Les députés de la commission AGRI du Parlement européen ont rejeté le 11 février 2014 avec une très large majorité de 37 voix contre 2 la très contestée proposition de règlement de la Commission européenne sur les semences de mai 2013.
Ils craignent que le texte donne à la Commission des pouvoirs trop larges et ne laisse pas de marge de manœuvre aux États membres pour adapter les dispositions à leurs besoins. La proposition ne répond pas aux objectifs clés, tels que la simplification des règles et la promotion de l'innovation, et n'aborde pas les questions liées aux plantes considérées comme des ressources génétiques, ajoutent-ils.

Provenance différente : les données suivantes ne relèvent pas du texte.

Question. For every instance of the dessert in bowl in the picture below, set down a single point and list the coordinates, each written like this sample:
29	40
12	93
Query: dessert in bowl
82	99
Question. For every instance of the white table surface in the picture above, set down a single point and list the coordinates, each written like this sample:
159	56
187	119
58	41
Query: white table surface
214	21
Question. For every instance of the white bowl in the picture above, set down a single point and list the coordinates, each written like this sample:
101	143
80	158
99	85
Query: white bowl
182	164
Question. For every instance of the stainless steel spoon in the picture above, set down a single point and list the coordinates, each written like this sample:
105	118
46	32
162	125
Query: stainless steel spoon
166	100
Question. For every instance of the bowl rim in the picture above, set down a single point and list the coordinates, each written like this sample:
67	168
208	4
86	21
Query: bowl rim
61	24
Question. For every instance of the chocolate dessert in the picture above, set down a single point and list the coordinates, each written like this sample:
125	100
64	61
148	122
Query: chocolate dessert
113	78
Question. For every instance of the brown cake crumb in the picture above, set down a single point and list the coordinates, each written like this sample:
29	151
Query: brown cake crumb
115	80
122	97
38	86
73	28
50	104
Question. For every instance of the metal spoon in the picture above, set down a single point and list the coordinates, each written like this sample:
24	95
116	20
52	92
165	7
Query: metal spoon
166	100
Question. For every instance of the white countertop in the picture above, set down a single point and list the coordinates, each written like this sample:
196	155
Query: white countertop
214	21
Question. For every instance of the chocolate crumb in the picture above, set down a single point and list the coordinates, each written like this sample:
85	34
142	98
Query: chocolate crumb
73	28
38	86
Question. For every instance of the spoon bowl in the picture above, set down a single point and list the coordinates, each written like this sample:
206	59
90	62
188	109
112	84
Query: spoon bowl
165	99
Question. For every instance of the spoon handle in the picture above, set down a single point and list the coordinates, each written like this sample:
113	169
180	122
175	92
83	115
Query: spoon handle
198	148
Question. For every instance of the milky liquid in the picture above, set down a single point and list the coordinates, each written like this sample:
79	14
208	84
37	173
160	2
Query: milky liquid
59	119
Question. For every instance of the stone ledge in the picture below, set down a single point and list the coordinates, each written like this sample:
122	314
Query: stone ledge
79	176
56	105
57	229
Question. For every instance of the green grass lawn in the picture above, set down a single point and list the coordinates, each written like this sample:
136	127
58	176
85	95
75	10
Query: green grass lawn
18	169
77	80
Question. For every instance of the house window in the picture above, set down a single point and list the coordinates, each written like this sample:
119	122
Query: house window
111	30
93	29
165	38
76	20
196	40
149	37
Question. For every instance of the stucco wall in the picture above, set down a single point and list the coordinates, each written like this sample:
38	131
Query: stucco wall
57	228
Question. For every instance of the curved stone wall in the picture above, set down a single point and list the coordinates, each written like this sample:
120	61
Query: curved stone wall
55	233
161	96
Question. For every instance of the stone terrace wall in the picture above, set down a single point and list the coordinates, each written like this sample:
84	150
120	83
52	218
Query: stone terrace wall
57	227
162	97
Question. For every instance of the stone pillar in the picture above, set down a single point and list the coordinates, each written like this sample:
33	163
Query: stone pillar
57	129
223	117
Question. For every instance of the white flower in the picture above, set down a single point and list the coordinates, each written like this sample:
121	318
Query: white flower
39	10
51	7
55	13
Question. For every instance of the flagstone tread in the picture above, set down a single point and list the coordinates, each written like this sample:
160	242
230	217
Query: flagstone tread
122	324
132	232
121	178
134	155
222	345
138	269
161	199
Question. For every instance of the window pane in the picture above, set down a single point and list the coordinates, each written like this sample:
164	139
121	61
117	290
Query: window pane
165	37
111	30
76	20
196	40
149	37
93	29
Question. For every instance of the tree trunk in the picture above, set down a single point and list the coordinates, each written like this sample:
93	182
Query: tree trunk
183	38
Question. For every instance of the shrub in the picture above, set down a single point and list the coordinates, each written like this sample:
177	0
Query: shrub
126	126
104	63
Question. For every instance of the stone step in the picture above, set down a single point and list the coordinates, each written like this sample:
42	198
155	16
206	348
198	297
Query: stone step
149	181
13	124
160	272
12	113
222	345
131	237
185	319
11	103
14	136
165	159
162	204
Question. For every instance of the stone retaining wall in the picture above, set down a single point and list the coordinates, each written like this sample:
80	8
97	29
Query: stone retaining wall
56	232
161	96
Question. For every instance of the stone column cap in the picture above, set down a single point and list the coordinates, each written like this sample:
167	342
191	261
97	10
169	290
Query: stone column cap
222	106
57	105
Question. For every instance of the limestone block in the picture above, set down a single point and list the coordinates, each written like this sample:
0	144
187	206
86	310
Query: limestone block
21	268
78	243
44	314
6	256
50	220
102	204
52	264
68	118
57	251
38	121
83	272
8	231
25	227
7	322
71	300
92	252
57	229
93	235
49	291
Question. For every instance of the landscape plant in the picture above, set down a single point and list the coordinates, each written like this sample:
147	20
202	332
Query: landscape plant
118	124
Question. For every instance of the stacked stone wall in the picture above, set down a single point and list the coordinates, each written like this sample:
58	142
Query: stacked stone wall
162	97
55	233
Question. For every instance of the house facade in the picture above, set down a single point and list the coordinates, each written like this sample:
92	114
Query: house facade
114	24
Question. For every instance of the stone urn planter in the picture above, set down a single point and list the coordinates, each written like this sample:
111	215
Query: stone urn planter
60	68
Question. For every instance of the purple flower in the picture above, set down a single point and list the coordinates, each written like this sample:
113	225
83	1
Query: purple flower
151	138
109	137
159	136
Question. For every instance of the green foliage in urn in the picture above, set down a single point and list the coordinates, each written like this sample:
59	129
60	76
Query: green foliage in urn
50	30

"Aujourd'hui, nous avons envoyé un signal fort à la Commission: la commission de l'agriculture n'est pas satisfaite de la proposition qui a été présentée et qui a suscité de nombreuses craintes parmi les députés. Nous craignons que la fusion de 12 directives en un seul règlement - directement applicable - n'offre pas de marge de manœuvre suffisante aux États membres pour adapter les règles proposées à leurs besoins, alors que le nombre élevé d'actes délégués donnerait à la Commission des pouvoirs excessivement larges, en particulier sur le matériel hétérogène et les marchés de niche", a déclaré le président de la commission parlementaire, Paolo De Castro (S&D, IT). Les députés de la commission de l'agriculture ont rejeté la proposition de règlement de la Commission par 37 voix contre deux.
"La proposition de la Commission européenne est arrivée trop tard et ne laisse pas suffisamment de temps au Parlement pour s'attaquer pleinement et de manière responsable à cet important texte législatif pour le secteur des semences. J'estime que, dans ce cas, le contenu est plus important que les délais. C'est pourquoi nous avons approuvé une question orale pour demander à la Commission si elle est disposée à retirer la proposition en vue de soumettre un nouveau projet amélioré au prochain Parlement européen qui sera élu en mai. En session plénière, nous nous prononcerons sur une résolution non législative qui résumera nos préoccupations et servira de bonne base à la Commission européenne pour améliorer sa proposition", a affirmé le rapporteur Sergio Paolo Francesco Silvestris (PPE, IT).
Karin Kadenbach, eurodéputée et rapporteure fictive S&D pour la commission de l’agriculture, a ajouté ce qui suit : "La complexité des règles sera un obstacle insurmontable pour les plus petits acteurs. L’extension, en particulier, du champ d'application de la loi au matériel de reproduction végétale, au-delà de la commercialisation à la production, constitue un sérieux problème. Les petits producteurs, qui actuellement ne tombent pas sous le champ d'application de la loi sur les MRV, seraient soumis du jour au lendemain à des règles bureaucratiques. Cela favorise clairement les grands producteurs, parce que de nombreux petits producteurs seraient tout simplement éjectés du métier. "
"Ce règlement est aussi discriminatoire par rapport à toutes les semences non industrielles. Les plantes non industrielles (plantes de la ‘biodiversité’) sont limitées à de petites niches bureaucratiques. Autrement dit, le règlement vise à maintenir le marché entre les mains des fournisseurs industriels de semences et de MRV."
"Nous avons besoin d’une nouvelle législation parce que la loi actuelle date des années 1960, lorsque le marché des semences et des MRV était très différent. Toutefois, je pense qu’une directive qui facilite l’accès au marché vaut mieux qu’un règlement. Cette approche encouragerait l’innovation, combattrait la concentration du marché des semences et laisserait fleurir la biodiversité."
Le député européen vert luxembourgeois Claude Turmes, qui a fait campagne depuis plusieurs mois campagne contre le règlement sur les semences à coup de conférences de presse et d’exposés, et surtout avec une pétition qui a rassemblé plus de 5 500 signatures rien qu’au Luxembourg, a salué le rejet du texte comme une "victoire d’étape".
Dans un communiqué, il rappelle à quel point "il est important de faire comprendre à tout le monde quels risques le règlement sur les semences recèle comporte pour la biodiversité et la qualité des produits alimentaires." Il menace selon lui les PME du secteur des semenciers par les procédures onéreuses en temps et argent qu’il prévoit et qui pourraient conduire à la disparition de variétés de fruits et de légumes régionales et traditionnelles. Il salue au passage les signataires de la pétition qu’il avait lancée le 24 janvier, qui se sont selon lui "prononcés contre le diktat des géants de l’agrochimie".
Après son rejet en commission AGRI, la proposition sera examinée par le Parlement en plénière. Si la plénière suit la recommandation de la commission de rejeter la proposition, le Président du Parlement européen demandera à la Commission de la retirer.
La commission de l'environnement (ENVI) du Parlement européen avait déjà adopté le 30 janvier un avis qui rejette une proposition de règlementation de la production et de la mise à disposition commerciale de semences et autre matériel de reproduction végétale (MRV).